Bang Wang tidak tahu aku di belakang mereka, hanya mendengus, “Itu anak yang katanya dipelihara itu kan? Huh! Kalau bukan karena ibu angkatnya, dia cuma sampah.”
Mendengar itu, aku semakin marah.
“Kecilkan suara, Bang Wang, jangan sampai Zhang Nan dengar. Sekarang dia idola sekolah, tak ada lawan di SMP. Di tingkat SMP, hampir tak ada yang bisa menandinginya.”
Bang Wang mendengus lagi, “Sekuat apapun dia, tak akan mengalahkan Lin Xuan. Kau tidak tahu saja, latar belakang Lin Xuan itu luar biasa, cuma dia tak pernah pamer.
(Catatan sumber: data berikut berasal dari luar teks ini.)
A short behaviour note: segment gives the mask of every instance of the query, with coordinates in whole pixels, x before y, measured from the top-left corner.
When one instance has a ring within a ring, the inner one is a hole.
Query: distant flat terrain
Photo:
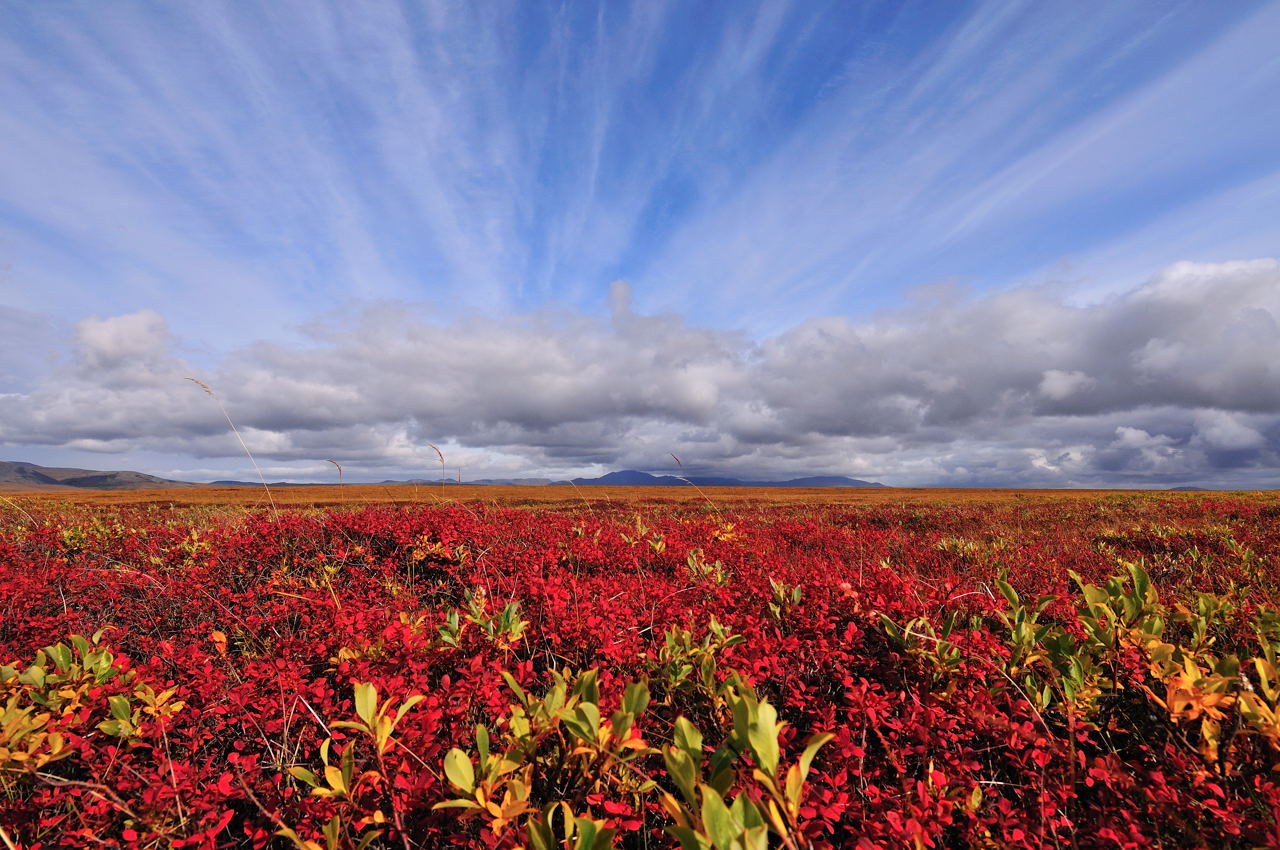
[[[72,486],[5,489],[10,499],[60,501],[81,504],[227,504],[268,507],[261,486],[186,486],[136,490],[87,490]],[[348,484],[274,488],[278,506],[325,507],[338,504],[457,504],[486,503],[506,506],[608,504],[893,504],[910,502],[973,503],[1018,499],[1100,499],[1160,497],[1166,499],[1212,499],[1219,495],[1280,502],[1280,490],[1010,490],[1010,489],[932,489],[932,488],[746,488],[746,486],[590,486],[564,485],[436,485]]]

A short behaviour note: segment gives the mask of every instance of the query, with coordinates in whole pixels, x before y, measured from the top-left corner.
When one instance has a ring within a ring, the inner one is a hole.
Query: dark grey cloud
[[[1280,484],[1280,262],[1179,264],[1106,301],[933,293],[763,341],[637,315],[317,320],[202,375],[255,453],[480,475],[690,469],[896,484]],[[234,458],[164,319],[76,328],[74,362],[0,396],[0,442]]]

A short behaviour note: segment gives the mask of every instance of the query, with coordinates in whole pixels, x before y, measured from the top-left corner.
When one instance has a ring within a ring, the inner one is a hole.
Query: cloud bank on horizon
[[[1275,4],[0,9],[6,454],[1280,485]]]

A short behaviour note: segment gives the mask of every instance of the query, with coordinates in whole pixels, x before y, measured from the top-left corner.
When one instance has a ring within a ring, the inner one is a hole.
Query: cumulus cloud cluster
[[[933,292],[754,341],[649,316],[317,320],[202,375],[260,458],[468,475],[690,469],[892,484],[1280,484],[1280,262],[1178,264],[1091,305]],[[238,452],[151,311],[82,320],[74,362],[0,396],[0,442]],[[484,467],[481,470],[481,467]]]

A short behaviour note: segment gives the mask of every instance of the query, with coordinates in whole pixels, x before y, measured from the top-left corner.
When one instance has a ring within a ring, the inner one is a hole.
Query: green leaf
[[[444,757],[444,776],[449,778],[449,782],[452,782],[454,787],[461,789],[467,794],[475,791],[475,768],[471,766],[471,759],[467,754],[456,746]]]
[[[324,838],[329,850],[338,850],[338,841],[342,840],[342,815],[335,814],[324,824]]]
[[[676,787],[685,799],[692,805],[696,803],[694,798],[694,787],[698,783],[698,766],[689,753],[678,748],[668,748],[662,753],[663,762],[667,764],[667,773],[676,782]]]
[[[381,830],[374,830],[372,832],[366,832],[365,835],[360,836],[360,841],[356,842],[356,850],[366,850],[369,845],[371,845],[381,836],[383,836]]]
[[[755,760],[769,776],[778,773],[778,712],[768,700],[755,710],[755,719],[748,726],[746,737]]]
[[[635,717],[630,712],[613,712],[613,718],[609,721],[609,726],[613,728],[613,737],[620,741],[625,740],[634,722]]]
[[[371,682],[356,682],[356,716],[369,727],[378,712],[378,689]]]
[[[22,682],[23,685],[33,685],[36,687],[44,687],[45,668],[41,667],[40,664],[32,664],[26,671],[23,671],[22,676],[18,677],[18,681]]]
[[[631,682],[622,694],[622,710],[636,717],[649,708],[649,685],[645,682]]]
[[[689,827],[667,827],[667,835],[680,841],[680,850],[708,850],[710,847],[707,838]]]
[[[745,794],[737,795],[728,812],[733,815],[735,821],[742,824],[744,830],[765,826],[764,814],[760,812],[760,808]]]
[[[599,835],[600,827],[591,818],[576,818],[573,823],[577,826],[577,838],[573,841],[573,850],[591,850],[595,846],[595,836]]]
[[[803,778],[809,776],[809,766],[813,764],[813,757],[818,754],[823,746],[831,742],[836,736],[831,732],[819,732],[809,739],[805,744],[804,753],[800,754],[800,776]]]
[[[288,773],[294,780],[302,780],[303,782],[306,782],[307,785],[310,785],[314,789],[317,789],[321,785],[320,777],[316,776],[315,773],[312,773],[311,771],[308,771],[305,767],[291,767],[289,771],[288,771]]]
[[[675,741],[676,746],[689,754],[695,766],[701,764],[703,734],[684,716],[676,718]]]
[[[426,698],[422,696],[421,694],[413,694],[412,696],[410,696],[408,699],[406,699],[401,704],[401,707],[398,709],[396,709],[396,723],[392,723],[392,726],[394,727],[397,723],[399,723],[401,719],[404,717],[404,714],[408,713],[408,709],[413,708],[415,705],[417,705],[419,703],[421,703],[424,699],[426,699]]]
[[[59,672],[67,672],[67,670],[72,666],[72,661],[74,661],[72,650],[67,648],[67,644],[54,644],[52,646],[46,646],[45,652],[49,653],[49,658],[52,659],[54,666],[59,670]]]
[[[573,716],[579,719],[579,722],[586,726],[590,732],[589,735],[585,735],[584,739],[594,741],[595,735],[600,728],[600,707],[595,703],[582,703],[577,707],[577,710],[573,712]]]
[[[709,785],[701,785],[699,789],[703,792],[701,815],[707,835],[716,845],[716,850],[730,850],[742,826],[733,821],[733,815],[716,789]]]
[[[509,687],[511,691],[516,695],[516,699],[520,700],[520,704],[524,705],[525,708],[529,708],[529,695],[525,694],[525,689],[520,686],[520,682],[516,681],[516,677],[508,673],[507,671],[502,671],[502,681],[507,682],[507,687]]]
[[[129,704],[129,698],[116,694],[106,699],[106,704],[111,708],[111,717],[118,721],[132,721],[133,719],[133,707]]]

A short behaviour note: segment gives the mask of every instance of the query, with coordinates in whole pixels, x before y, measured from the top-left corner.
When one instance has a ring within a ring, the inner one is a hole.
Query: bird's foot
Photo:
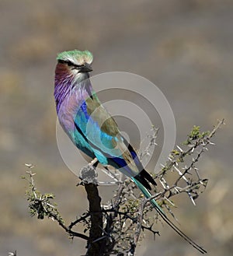
[[[85,165],[80,170],[79,178],[82,181],[77,186],[83,185],[84,184],[98,184],[97,172],[96,170],[96,165],[98,164],[97,158],[94,158],[92,162]]]

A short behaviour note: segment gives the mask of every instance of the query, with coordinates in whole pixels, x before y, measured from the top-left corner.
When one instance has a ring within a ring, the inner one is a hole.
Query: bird
[[[200,253],[207,251],[178,228],[155,199],[155,181],[144,168],[136,150],[99,100],[90,81],[93,55],[89,51],[66,51],[57,56],[54,100],[59,122],[75,146],[103,166],[112,166],[129,177],[162,219]]]

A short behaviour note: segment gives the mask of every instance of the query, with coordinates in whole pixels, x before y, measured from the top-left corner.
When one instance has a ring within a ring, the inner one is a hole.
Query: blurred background
[[[177,143],[194,124],[210,130],[225,118],[216,146],[199,163],[210,179],[207,190],[196,207],[178,198],[175,213],[181,229],[210,255],[231,255],[232,23],[233,2],[228,0],[1,0],[0,255],[85,251],[83,241],[71,241],[56,223],[30,218],[20,178],[24,163],[33,163],[37,188],[56,194],[68,223],[87,208],[55,133],[55,58],[75,48],[93,53],[92,75],[133,72],[159,87],[175,114]],[[103,202],[113,189],[100,188]],[[137,255],[199,255],[167,226],[160,232],[155,241],[146,234]]]

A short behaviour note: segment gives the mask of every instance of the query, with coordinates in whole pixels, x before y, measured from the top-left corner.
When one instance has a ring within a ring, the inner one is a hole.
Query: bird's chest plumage
[[[85,94],[83,91],[75,88],[67,95],[58,112],[62,128],[82,150],[83,148],[90,149],[89,143],[82,134],[89,119],[85,100],[88,96]]]

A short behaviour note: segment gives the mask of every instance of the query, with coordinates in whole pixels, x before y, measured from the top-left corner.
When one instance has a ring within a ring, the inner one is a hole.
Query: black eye
[[[66,63],[68,66],[73,66],[74,65],[74,64],[70,61],[66,61]]]

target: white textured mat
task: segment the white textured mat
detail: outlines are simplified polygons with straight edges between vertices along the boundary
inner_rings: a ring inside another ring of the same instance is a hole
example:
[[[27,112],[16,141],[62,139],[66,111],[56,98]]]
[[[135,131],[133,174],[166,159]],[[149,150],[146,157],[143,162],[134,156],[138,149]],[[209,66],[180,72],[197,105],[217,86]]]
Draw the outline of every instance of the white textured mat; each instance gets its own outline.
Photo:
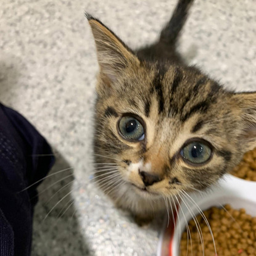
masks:
[[[75,178],[87,183],[91,171],[97,64],[84,10],[135,47],[156,38],[176,2],[1,0],[0,100],[30,120],[54,147],[53,171],[73,167]],[[255,28],[255,0],[197,0],[181,48],[191,63],[225,85],[256,90]],[[68,186],[68,171],[52,176],[40,188],[63,179],[40,194],[32,255],[155,255],[159,225],[139,228],[93,183]]]

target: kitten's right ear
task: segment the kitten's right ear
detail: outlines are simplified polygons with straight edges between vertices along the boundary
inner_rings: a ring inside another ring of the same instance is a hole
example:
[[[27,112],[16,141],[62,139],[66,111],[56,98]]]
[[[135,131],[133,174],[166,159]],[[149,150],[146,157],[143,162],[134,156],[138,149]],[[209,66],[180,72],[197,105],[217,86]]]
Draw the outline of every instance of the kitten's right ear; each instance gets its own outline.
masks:
[[[94,38],[101,78],[104,84],[111,86],[125,70],[138,67],[139,60],[101,21],[87,13],[85,16]]]

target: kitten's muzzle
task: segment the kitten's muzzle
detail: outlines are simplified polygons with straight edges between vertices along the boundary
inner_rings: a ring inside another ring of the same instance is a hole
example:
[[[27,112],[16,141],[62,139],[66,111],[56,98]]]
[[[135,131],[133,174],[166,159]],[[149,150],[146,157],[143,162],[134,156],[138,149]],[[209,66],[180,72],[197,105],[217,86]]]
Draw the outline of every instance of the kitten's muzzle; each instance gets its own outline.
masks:
[[[140,169],[139,169],[139,174],[146,186],[151,186],[154,183],[162,181],[162,178],[159,176],[147,171],[141,171]]]

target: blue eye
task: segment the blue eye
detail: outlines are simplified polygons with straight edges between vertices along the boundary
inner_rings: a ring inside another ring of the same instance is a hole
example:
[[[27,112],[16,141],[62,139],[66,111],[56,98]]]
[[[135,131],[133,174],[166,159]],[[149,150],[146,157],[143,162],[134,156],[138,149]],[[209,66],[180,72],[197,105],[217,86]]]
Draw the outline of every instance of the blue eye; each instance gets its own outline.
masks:
[[[181,149],[180,154],[184,159],[192,163],[204,163],[212,155],[212,149],[207,144],[202,141],[191,142]]]
[[[136,118],[125,115],[119,121],[119,131],[125,139],[131,141],[142,141],[144,138],[143,125]]]

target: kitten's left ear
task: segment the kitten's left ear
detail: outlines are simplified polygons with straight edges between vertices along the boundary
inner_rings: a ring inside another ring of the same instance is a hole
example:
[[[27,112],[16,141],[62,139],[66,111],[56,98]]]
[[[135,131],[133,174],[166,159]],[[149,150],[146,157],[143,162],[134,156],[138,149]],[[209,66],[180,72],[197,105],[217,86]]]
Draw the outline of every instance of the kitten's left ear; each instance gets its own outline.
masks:
[[[241,110],[241,142],[247,151],[252,150],[256,147],[256,93],[236,93],[233,99]]]
[[[101,77],[105,84],[111,86],[126,68],[138,67],[139,60],[101,22],[86,13],[85,15],[94,37]]]

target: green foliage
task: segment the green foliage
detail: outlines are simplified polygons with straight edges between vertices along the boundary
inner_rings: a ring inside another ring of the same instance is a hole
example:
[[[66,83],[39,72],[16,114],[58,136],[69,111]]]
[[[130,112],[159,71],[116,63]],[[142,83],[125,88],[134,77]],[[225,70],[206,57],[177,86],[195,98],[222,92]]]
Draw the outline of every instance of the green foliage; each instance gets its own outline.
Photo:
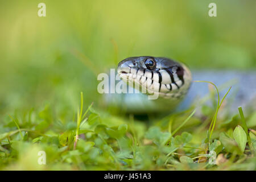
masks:
[[[240,126],[237,126],[233,133],[234,139],[238,145],[242,152],[243,152],[246,144],[246,134],[243,129]]]
[[[217,1],[216,18],[209,1],[44,2],[44,18],[31,1],[0,6],[0,169],[256,169],[255,111],[230,115],[225,105],[203,104],[202,114],[193,106],[142,122],[106,107],[97,92],[97,73],[133,56],[255,69],[254,2]],[[38,163],[40,151],[46,165]],[[210,151],[228,162],[208,165]]]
Jauh lebih hebat daripada Zhang Nan yang cuma sampah peliharaan.”
Bang Wang terus saja menyebut aku dipelihara. Aku benar-benar tak tahan lagi.
Saat aku hendak menendangnya, Bang Wang tiba-tiba bergetar, sambil mengenakan celana, ia menoleh.
Begitu melihatku, dia langsung terpaku.
Lalu tiba-tiba ia tersenyum lebar, buru-buru mengancingkan celana, menunduk dan menyapaku, “Bang Nan, sudah kembali? Lama tak jumpa, aku rindu juga padamu.”
Orang yang bersamanya pun segera menyapaku.
Sejak Gao Tian dan Shen Rui memberi pelajaran pada Han Lei, semua orang di sekolah takut padaku. Bukan hanya di SMP, bahkan para jagoan SMA pun enggan cari masalah denganku.
Han Lei dipukul sampai patah dua kaki dan empat tulang rusuk, masih terbaring di rumah sakit kabupaten.
Tentu saja, masih ada beberapa orang yang tak takut padaku, seperti Lin Xuan, Ling Mo, Chen Feng, dan si gila Meng Kaifeng.
Aku mengabaikan teman Bang Wang, lalu berkata datar pada Bang Wang, “Kalau tak mau mati, tampar dirimu sendiri tiga kali.”
Bang Wang tertegun, lalu tersenyum kecut, memeluk lenganku, “Bang Nan, kita kan teman sendiri, bicara baik-baik saja.”
Aku menepis tangannya dan berkata, “Kalau tak mau, nanti aku suruh orang lain, dan pasti bukan tiga kali tamparan saja.”
“Ini…” Bang Wang tampak malu dan tak tega pada dirinya sendiri.
Aku berbalik hendak pergi, meninggalkan ucapan, “Siap-siap saja mengurus jasadmu sendiri!”
Bang Wang buru-buru menghampiri dan memeluk lenganku, “Bang Nan, kita pindah tempat, bicara baik-baik, banyak orang di sini, aku malu. Tolong, kasih aku muka.”
Aku mengejek, “Kenapa tadi kau tak kasih aku muka?”
Bang Wang tak bisa menjawab.
Aku berkata, “Mau tampar atau tidak? Kalau tidak, aku pergi.”